Plutôt que de faire une liste de KBI, il nous apparait plus important de proposer une méthodologie. Pour nous la définition des indicateurs part du terrain :

  • Quels sont les freins actuels de l’entreprise et quels indicateurs mettre en place, pour en suivre l’évolution. Ainsi pour certaines entreprises ce sera le nombre de collaborateurs qui ont changé de métier dans les trois dernières années, pour d’autre le nombre de séances de Co développement qui ont été réalisées dans l’année, et ainsi de suite.

L’administrateur indépendant RH pour les entreprises avec comité de direction ou le comité RH pour les entreprises qui n’ont pas de comité de direction, pourra aussi dans ses missions, interroger tous les collaborateurs qui quittent l’entreprise et en faire un rapport. De même, il peut demander aux nouvelles recrues des rapports d’étonnement. Sans se mêler des promotions ou des augmentations de salaires il pourra les étudier, faire des benchmarks et faire des propositions d’amélioration.

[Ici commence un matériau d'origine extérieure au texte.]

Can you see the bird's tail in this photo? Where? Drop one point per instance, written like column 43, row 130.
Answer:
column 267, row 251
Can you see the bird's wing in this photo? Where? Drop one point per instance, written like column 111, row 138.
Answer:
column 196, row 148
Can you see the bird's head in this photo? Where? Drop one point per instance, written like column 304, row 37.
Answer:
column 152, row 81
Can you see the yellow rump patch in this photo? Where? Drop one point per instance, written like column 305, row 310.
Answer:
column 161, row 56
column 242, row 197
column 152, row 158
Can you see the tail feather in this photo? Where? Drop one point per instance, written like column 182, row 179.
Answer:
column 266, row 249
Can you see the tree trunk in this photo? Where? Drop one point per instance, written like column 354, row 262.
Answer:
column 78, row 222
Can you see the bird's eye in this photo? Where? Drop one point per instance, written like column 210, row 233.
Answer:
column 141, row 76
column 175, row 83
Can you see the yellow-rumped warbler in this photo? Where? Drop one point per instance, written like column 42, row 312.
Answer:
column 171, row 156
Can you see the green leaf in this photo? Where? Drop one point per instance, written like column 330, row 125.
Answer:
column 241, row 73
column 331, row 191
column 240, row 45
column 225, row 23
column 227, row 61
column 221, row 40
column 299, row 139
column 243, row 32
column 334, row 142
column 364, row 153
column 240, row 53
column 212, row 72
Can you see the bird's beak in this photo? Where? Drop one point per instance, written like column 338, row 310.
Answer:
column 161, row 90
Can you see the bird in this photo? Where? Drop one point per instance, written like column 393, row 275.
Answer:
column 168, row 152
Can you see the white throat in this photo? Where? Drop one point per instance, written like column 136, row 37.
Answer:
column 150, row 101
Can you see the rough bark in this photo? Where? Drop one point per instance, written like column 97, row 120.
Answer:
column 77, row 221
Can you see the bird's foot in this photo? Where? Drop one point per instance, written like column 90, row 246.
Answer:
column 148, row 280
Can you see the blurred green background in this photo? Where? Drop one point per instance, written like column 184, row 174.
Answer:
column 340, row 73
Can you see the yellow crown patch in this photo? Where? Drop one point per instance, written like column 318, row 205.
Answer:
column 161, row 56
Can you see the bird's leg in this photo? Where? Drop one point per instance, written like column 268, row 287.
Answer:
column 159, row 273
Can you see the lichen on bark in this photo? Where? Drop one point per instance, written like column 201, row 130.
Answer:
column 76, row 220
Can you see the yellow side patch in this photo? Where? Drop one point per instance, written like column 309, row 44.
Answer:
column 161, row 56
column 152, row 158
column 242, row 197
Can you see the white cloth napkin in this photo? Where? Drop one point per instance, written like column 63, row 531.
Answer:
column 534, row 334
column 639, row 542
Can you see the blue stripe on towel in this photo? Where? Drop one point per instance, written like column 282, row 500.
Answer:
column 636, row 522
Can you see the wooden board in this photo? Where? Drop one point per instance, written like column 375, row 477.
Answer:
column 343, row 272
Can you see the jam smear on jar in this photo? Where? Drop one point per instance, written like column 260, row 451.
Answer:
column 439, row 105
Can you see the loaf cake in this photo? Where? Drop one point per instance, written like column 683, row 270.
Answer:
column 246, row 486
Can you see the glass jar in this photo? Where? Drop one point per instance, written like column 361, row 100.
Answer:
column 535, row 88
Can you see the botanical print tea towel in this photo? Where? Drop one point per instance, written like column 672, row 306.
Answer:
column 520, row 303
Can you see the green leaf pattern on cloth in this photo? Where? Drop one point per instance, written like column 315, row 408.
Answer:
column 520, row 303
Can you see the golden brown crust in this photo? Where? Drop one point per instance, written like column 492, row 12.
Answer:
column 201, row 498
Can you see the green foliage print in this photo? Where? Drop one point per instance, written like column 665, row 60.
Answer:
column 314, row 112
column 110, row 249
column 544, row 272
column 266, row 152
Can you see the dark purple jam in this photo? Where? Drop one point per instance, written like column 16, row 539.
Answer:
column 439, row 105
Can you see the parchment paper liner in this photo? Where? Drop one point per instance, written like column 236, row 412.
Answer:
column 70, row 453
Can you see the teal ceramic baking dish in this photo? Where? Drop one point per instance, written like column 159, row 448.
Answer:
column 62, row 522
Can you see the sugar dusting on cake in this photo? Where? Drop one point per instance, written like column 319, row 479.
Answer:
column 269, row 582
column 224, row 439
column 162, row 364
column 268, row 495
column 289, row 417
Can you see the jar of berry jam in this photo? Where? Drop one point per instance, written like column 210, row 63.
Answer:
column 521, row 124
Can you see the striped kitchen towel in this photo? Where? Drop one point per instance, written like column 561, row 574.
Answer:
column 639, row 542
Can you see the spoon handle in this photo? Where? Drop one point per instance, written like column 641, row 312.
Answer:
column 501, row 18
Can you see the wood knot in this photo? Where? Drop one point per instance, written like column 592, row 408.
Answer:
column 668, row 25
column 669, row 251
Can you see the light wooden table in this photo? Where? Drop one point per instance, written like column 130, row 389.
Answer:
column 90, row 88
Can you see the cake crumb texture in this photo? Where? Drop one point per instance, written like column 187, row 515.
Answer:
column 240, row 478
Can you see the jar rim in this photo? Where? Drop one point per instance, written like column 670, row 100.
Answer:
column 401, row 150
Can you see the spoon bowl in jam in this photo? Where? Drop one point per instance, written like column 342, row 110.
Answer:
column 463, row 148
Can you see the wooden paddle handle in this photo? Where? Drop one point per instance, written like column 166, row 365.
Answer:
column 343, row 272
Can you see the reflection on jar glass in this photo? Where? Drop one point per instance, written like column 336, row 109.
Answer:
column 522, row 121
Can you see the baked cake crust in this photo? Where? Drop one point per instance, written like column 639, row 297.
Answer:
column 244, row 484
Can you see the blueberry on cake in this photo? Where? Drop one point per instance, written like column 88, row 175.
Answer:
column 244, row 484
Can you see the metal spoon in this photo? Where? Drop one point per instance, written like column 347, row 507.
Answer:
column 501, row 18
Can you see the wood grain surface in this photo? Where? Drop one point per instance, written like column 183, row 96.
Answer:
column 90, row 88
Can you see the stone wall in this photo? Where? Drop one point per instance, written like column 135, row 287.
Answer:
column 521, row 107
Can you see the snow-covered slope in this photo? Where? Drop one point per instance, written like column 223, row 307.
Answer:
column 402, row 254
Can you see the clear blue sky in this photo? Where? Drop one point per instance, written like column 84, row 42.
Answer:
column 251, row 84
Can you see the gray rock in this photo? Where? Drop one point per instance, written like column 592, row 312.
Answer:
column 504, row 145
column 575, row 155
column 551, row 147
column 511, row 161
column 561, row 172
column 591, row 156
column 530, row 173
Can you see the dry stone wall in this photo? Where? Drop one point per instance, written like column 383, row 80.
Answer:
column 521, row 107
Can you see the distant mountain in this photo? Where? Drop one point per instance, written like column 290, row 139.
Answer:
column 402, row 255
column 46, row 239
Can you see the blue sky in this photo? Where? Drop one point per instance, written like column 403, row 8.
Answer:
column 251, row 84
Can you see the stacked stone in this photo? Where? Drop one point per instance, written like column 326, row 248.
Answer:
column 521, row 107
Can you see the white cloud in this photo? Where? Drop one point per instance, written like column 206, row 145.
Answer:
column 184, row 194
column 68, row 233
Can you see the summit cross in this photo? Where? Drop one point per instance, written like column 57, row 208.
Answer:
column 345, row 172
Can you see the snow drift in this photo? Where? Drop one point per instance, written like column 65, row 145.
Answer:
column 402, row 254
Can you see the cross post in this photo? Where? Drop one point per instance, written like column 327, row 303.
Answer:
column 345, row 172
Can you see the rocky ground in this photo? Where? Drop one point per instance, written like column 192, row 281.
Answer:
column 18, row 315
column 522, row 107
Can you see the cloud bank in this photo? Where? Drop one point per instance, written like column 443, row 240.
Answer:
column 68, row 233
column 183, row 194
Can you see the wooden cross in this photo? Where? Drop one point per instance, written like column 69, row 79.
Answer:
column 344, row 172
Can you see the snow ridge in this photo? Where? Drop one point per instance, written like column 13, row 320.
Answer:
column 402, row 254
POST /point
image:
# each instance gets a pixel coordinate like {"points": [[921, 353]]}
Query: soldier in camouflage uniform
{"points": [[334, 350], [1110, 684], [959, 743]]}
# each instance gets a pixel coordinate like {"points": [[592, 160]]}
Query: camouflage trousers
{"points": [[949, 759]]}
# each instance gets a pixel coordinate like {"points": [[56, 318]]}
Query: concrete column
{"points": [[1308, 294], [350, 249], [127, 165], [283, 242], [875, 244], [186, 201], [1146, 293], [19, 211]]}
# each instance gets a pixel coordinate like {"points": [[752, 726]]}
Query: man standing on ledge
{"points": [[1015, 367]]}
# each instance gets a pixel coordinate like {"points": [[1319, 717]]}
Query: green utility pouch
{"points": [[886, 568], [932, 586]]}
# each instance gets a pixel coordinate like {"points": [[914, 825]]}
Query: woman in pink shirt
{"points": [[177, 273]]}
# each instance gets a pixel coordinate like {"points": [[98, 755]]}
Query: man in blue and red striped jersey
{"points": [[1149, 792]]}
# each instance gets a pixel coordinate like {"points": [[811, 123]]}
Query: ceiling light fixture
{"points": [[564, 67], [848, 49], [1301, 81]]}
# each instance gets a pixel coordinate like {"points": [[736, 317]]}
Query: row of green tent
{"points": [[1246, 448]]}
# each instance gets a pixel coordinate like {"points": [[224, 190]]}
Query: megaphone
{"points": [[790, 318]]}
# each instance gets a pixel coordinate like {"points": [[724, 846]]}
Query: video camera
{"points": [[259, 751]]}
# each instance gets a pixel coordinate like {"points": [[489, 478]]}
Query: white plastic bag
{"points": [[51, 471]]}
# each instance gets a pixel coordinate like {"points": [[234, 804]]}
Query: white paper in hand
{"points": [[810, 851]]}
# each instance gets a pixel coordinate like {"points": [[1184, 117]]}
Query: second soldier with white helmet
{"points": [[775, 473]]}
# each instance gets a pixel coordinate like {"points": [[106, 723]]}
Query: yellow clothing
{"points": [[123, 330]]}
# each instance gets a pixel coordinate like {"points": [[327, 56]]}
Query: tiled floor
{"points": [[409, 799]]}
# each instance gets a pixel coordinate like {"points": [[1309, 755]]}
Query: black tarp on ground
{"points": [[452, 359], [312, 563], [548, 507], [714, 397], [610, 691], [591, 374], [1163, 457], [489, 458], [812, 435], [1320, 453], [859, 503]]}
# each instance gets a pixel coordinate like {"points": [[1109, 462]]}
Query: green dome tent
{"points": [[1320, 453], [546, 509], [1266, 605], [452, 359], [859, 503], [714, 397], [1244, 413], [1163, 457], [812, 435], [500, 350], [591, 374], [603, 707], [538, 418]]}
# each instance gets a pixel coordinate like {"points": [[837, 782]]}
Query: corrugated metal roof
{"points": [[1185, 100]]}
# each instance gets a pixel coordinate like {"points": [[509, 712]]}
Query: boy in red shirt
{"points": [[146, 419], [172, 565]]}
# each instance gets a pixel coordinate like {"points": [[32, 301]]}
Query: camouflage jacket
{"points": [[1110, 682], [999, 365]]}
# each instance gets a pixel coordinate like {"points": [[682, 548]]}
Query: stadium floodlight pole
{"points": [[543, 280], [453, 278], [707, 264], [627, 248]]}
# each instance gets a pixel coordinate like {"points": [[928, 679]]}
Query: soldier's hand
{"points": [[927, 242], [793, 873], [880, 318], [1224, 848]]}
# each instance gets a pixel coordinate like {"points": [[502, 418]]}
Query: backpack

Le Bilan RH, qui devra être fait en externe, ne vient pas remplacer le Bilan social, obligatoire dans les entreprises de plus de 300 collaborateurs. Il vient le compléter pour ces entreprises. Pour les entreprises de moins de 300 collaborateurs, les plus importantes en nombre, il vient combler un vide. Ce bilan RH doit d’abord contenir :

  • Une analyse de l’environnement externe de l’entreprise avec les influences potentielles sur les emplois
  • Un référentiel de compétences pour l’entreprise.
  • Les pratiques sur les entretiens annuels d’évaluation et professionnels
  • Le bilan du plan de formation de l’année N-1 et le plan de formation pour l’année N+1 (formation pris dans son ensemble Interne+ externe)
  • Les principaux KBI que l’entreprise à décider de suivre

Notre volonté est de pousser toutes les entreprises, quelle que soit leur taille, à mettre en place dans leur stratégie à moyen et long terme l’humain, de le placer au cœur de leur préoccupation, car c’est le seul capital qui augmente dès lors que l’on s’en préoccupe.
C’est aussi d’en finir avec les formations cosmétiques, pour acheter la paix sociale, d’en finir avec des beaux projets sans lendemain, avec l’outil de GPEC qui va tout anticiper…

La liste est longue, et le gaspillage de moyens énorme.
Si la gouvernance est convaincue que capital financier + capital humain = véritable valeur de l’entreprise et que la direction se donne les mêmes moyens pour accompagner le capital humain, alors sans aucun doute, la valeur de l’entreprise va augmenter et les conditions de l’excellence créées.